Honors Classes and Honors Degrees
Tarleton offers honors classes in most general education subjects, including English, Speech, History, Political Science, Chemistry Geology, Physics, Mathematics, Fine Arts, Music, Economics, Sociology, Psychology, Philosophy and Kinesiology. Honors classes offered in a particular semester are announced in the published course schedule (available on the Registrar’s website or through myGateway) and other campus publications.
Honors courses offer intellectually challenging material, innovative approaches to the subject, increased opportunities for honing critical thinking and writing skills, and the opportunity to interact closely with similarly motivated students and with outstanding faculty. Honors courses are limited to a class size of 25 students. To register for an honors class, a student must have either a 3.00 GPA or the instructor’s permission.

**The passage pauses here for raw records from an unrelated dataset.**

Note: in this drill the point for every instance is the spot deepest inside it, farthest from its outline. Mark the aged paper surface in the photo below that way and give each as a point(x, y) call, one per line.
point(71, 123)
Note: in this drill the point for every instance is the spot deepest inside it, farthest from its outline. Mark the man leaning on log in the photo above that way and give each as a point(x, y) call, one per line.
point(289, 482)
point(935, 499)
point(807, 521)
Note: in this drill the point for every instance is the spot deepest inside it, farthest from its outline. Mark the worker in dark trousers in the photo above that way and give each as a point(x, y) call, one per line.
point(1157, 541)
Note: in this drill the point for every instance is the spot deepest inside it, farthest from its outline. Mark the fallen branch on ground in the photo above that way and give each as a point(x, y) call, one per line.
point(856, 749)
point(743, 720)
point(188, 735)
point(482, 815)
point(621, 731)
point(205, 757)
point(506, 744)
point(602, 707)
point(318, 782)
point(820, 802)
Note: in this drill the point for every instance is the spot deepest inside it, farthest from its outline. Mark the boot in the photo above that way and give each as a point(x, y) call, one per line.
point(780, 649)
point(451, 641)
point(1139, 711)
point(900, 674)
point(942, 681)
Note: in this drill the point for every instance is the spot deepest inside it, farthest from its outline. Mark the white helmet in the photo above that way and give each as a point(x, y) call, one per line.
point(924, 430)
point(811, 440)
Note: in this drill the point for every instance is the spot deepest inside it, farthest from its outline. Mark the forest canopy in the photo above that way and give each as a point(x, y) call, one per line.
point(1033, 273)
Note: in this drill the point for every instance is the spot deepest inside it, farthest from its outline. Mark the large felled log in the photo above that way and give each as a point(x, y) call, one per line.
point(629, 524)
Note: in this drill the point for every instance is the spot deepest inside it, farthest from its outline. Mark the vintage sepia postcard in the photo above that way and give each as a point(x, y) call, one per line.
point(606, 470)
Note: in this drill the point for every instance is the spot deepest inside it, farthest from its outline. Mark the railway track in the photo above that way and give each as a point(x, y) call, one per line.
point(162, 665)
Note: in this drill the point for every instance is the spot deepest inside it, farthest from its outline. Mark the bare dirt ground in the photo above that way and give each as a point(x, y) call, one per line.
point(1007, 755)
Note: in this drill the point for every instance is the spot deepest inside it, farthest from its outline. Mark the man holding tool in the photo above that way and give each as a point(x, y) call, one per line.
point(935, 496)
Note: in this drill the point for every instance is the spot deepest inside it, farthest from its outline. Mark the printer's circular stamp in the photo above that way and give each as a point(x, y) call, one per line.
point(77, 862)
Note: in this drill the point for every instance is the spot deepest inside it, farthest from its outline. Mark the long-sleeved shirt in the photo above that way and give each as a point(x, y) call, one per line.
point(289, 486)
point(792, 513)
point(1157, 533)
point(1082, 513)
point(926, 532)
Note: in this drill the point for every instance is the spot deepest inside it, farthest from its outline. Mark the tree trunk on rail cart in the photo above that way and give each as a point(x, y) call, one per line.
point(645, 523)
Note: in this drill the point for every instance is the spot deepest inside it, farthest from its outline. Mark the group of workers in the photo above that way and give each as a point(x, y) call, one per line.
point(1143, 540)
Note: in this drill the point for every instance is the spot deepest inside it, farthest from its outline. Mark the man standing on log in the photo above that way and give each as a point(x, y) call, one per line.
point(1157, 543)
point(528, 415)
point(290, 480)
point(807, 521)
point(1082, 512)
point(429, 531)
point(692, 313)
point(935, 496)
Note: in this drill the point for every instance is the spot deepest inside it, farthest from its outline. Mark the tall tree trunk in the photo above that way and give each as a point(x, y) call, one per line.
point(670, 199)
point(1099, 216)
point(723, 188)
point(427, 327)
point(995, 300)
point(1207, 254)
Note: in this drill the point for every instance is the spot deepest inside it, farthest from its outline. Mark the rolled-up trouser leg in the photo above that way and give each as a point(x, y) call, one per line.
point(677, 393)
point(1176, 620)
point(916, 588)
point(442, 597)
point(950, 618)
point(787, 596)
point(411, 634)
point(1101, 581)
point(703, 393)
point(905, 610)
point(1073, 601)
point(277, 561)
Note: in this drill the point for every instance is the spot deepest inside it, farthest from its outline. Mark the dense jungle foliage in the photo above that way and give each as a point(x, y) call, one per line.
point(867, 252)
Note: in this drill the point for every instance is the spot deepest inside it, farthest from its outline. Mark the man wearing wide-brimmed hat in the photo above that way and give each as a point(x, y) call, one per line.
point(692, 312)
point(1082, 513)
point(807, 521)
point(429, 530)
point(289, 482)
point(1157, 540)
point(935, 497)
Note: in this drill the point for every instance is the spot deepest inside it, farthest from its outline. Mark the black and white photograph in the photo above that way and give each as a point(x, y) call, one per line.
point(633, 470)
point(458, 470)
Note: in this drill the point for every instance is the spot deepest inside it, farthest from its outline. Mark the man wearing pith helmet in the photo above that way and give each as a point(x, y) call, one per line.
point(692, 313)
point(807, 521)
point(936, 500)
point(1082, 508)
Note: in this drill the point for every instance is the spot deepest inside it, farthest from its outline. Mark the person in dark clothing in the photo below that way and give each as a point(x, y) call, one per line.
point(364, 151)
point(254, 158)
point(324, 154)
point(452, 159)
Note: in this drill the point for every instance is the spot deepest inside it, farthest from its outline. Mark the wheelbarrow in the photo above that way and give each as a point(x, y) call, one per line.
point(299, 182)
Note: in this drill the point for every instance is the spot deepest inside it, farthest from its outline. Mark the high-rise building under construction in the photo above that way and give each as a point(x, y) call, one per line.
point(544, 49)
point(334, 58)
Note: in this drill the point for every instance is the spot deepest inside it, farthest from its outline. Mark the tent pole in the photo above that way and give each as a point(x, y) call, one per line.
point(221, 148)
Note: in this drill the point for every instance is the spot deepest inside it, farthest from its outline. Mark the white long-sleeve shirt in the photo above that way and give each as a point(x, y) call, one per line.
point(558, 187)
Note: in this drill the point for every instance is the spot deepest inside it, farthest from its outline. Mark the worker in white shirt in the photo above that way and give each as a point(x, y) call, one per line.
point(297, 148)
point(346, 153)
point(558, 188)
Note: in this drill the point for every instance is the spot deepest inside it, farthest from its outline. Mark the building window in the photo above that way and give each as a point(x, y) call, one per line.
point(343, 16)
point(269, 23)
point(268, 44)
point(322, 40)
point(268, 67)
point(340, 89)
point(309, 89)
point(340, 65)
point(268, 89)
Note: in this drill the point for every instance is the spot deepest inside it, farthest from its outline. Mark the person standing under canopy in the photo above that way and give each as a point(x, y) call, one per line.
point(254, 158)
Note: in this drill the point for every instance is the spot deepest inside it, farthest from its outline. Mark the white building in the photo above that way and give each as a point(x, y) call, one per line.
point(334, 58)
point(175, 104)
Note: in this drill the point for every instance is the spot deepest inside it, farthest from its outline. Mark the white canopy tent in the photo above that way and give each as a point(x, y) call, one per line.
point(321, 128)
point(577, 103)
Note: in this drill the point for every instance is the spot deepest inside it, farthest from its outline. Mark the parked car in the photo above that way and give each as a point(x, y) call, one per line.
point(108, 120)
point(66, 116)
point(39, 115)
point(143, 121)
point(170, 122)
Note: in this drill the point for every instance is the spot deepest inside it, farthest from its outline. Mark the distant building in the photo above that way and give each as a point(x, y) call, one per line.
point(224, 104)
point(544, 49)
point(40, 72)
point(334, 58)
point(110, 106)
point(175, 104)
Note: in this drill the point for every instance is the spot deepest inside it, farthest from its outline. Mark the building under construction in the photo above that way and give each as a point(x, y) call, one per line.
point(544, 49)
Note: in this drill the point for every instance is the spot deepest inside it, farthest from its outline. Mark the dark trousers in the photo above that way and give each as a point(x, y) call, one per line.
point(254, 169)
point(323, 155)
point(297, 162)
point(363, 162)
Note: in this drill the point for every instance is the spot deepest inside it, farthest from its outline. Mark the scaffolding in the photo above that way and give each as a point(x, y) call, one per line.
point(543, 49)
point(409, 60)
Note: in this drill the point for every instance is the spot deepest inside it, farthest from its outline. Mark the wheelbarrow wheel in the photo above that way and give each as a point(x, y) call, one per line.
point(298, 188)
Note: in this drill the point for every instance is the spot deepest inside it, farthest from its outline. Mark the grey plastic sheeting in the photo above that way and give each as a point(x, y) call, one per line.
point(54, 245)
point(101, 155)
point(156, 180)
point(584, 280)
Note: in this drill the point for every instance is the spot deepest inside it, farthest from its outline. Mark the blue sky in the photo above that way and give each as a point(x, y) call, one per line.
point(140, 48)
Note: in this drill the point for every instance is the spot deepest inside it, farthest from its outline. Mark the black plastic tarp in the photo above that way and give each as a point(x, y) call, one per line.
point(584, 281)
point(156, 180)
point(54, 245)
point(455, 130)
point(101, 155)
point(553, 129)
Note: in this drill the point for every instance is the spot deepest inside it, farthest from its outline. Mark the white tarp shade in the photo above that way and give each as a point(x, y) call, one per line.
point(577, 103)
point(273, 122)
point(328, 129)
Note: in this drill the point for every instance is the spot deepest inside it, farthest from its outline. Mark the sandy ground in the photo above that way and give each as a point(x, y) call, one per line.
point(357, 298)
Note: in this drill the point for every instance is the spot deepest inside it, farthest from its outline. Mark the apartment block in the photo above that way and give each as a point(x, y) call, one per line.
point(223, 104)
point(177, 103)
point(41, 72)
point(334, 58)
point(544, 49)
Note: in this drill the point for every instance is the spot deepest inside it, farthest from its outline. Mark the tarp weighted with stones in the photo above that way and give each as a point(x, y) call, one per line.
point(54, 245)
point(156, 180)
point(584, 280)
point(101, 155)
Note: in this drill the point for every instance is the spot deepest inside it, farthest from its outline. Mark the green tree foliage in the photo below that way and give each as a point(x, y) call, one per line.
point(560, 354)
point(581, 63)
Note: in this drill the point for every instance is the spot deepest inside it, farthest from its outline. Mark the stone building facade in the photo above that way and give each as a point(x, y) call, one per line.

Official designation for honors classes will appear on the student’s permanent transcript. Any student who completes 18 or more hours of such classes with a minimum 3.00 GPA in honors classes, and overall, will receive recognition as an Honors Degree Program graduate.
There will be a restricted activity period prior to and through the final examination period of each long semester (fall and spring) during which no class examinations of any kind can be given, no major assignments may be due and no student activities may be held. The restricted activity period for each semester is identified in the University Calendar.